A unified framework for semantic shot classification in sports video

  • Authors:
  • Ling-Yu Duan;Min Xu;Qi Tian;Chang-Sheng Xu;J. S. Jin

  • Affiliations:
  • Inst. for Infocomm Res., Singapore;-;-;-;-

  • Venue:
  • IEEE Transactions on Multimedia
  • Year:
  • 2005

Quantified Score

Hi-index 0.00

Visualization

Abstract

The extensive amount of multimedia information available necessitates content-based video indexing and retrieval methods. Since humans tend to use high-level semantic concepts when querying and browsing multimedia databases, there is an increasing need for semantic video indexing and analysis. For this purpose, we present a unified framework for semantic shot classification in sports video, which has been widely studied due to tremendous commercial potentials. Unlike most existing approaches, which focus on clustering by aggregating shots or key-frames with similar low-level features, the proposed scheme employs supervised learning to perform a top-down video shot classification. Moreover, the supervised learning procedure is constructed on the basis of effective mid-level representations instead of exhaustive low-level features. This framework consists of three main steps: 1) identify video shot classes for each sport; 2) develop a common set of motion, color, shot length-related mid-level representations; and 3) supervised learning of the given sports video shots. It is observed that for each sport we can predefine a small number of semantic shot classes, about 5-10, which covers 90%-95% of broadcast sports video. We employ nonparametric feature space analysis to map low-level features to mid-level semantic video shot attributes such as dominant object (a player) motion, camera motion patterns, and court shape, etc.
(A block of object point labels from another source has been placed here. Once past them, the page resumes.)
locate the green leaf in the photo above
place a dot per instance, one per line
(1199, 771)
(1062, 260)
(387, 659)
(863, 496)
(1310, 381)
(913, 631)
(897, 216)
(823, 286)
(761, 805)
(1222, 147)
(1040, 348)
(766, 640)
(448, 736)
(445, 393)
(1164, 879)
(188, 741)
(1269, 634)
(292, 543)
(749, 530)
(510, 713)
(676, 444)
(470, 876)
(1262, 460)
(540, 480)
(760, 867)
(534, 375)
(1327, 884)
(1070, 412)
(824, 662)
Based on the fusion of those mid-level shot attributes, we classify video shots into the predefined shot classes, each of which has clear semantic meanings. With this framework we have achieved good classification accuracy of 85%-95% on the game videos of five typical ball type sports (i.e., tennis, basketball, volleyball, soccer, and table tennis) with over 5500 shots of about 8 h. With correctly classified sports video shots, further structural and temporal analysis, such as event detection, highlight extraction, video skimming, and table of content, will be greatly facilitated.